Yellow Corp. (NASDAQ: YELL), the former YRC Worldwide, has agreed to a settlement of $2.1 million — an amount the company earlier had referred to as “immaterial” — in an ongoing 2018 lawsuit on price overcharges brought by the Department of Defense.
The suit was brought by a group of investors, who already had lost in the district court. However, those investors were planning an appeal of that lower court decision, leading to settlement talks that resulted in the relatively small payout.
Plaintiffs in the case included the city of Warwick, New York, where pension funds were an investor in YRC (the name of the company at the time of the lawsuit and in the court documents), and several individuals. The suit was filed in the northern district court of New York back on the first business day of 2019.
Coming on the heels of the DoD’s lawsuit against LTL carrier YRC filed just a month earlier, alleging the overcharging, the suit by the investors claimed they had suffered financial damages “caused by [YRC’s] violations of the federal securities law.”
Although the settlement was filed with the court this month, Yellow, in its 10-K filing with the Securities & Exchange Commission submitted in early February, said that at the time it had already reached a settlement agreement with the plaintiffs for what it described as an “immaterial amount.” Arguments by defendants and plaintiffs in favor of the settlement were recently filed with the court.

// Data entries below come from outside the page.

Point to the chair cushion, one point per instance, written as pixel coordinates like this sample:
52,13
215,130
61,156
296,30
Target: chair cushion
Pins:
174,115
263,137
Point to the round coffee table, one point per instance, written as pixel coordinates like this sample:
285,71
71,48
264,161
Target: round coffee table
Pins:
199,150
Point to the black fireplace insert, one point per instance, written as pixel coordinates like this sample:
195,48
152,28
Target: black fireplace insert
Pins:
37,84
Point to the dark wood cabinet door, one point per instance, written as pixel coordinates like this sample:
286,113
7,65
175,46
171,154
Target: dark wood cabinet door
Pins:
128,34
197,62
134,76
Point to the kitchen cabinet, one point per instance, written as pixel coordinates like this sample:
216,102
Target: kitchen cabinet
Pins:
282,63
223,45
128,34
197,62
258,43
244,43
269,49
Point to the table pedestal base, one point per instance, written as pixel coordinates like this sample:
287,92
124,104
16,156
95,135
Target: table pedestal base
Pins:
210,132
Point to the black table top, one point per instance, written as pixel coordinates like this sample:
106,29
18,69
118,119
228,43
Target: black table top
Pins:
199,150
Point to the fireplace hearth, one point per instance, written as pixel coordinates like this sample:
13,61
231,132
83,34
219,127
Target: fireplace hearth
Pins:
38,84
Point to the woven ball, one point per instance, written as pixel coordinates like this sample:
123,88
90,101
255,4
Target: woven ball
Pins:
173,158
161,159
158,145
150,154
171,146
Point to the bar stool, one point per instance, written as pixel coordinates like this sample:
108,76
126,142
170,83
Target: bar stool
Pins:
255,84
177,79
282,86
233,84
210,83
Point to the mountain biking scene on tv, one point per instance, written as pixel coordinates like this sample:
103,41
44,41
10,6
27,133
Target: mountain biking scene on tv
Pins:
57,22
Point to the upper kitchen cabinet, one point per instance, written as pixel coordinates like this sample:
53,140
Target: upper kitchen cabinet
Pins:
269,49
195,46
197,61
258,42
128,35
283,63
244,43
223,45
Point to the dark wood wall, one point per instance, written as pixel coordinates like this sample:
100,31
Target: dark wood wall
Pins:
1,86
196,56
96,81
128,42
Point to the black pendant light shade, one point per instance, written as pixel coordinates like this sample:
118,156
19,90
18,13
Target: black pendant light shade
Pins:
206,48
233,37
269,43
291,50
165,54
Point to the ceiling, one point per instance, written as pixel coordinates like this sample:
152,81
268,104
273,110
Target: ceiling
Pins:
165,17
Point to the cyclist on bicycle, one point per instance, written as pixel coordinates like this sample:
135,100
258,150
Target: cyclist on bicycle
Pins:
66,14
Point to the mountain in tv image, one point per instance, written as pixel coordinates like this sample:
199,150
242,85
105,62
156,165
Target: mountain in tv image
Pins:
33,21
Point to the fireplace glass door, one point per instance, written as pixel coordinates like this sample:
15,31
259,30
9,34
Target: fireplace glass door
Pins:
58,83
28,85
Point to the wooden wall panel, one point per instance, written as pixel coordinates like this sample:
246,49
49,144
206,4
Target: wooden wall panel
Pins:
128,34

The suit also was directed at several YRC executives.
According to the settlement document filed in the case, YRC had moved to dismiss the original complaint, and that request had been granted. “The court ruled that plaintiffs had not pled facts showing that defendants had made any material misstatements or omissions or had acted with the requisite scienter required [under law].” That’s how YRC, in its document filed this month in support of the settlement, summed up earlier developments in the case brought by the investors. The definition of scienter is “knowledge of the nature of one’s act or omission.”
“Even though defendants are confident of their prospects on appeal, they are interested in putting this case behind them to avoid the further distractions and expenses of continued litigation,” the company says in its filing.
Although the dismissal is a relatively minor footnote in the ongoing saga of YRC and the Department of Defense, there are still ongoing ironies in that relationship.
First, the lawsuit filed by the DoD against YRC in December 2018 is still pending. That suit grew out of an earlier whistleblower action on an allegation of overcharging, primarily through YRC and the later acquisition Roadway Express, that goes back to 2003.
In that 10-K report, Yellow said of the ongoing litigation with the DoD that it had meritorious defenses against the remaining counts and intends to vigorously defend this action.” However, it added that the company is “unable to estimate the possible loss, or range of possible loss, associated with these claims at this time.”
A check of the activity in the case shows no filings in the case since December 2020, but it is not resolved.
And yet, YRC received an injection of $700 million in funding from the federal government last July, with the government taking a 30% stake in the company as a result. One of the claims made in defense of the unusual action: The DoD needed the long-standing services that YRC provided to the military.
The end result is that the U.S. government gave a large sum of money to YRC and took a stake in it even as it was pursuing a lawsuit against it for price manipulation. And even though that litigation is ongoing and has not been resolved, YRC has easily swatted away an investors’ lawsuit against those alleged activities.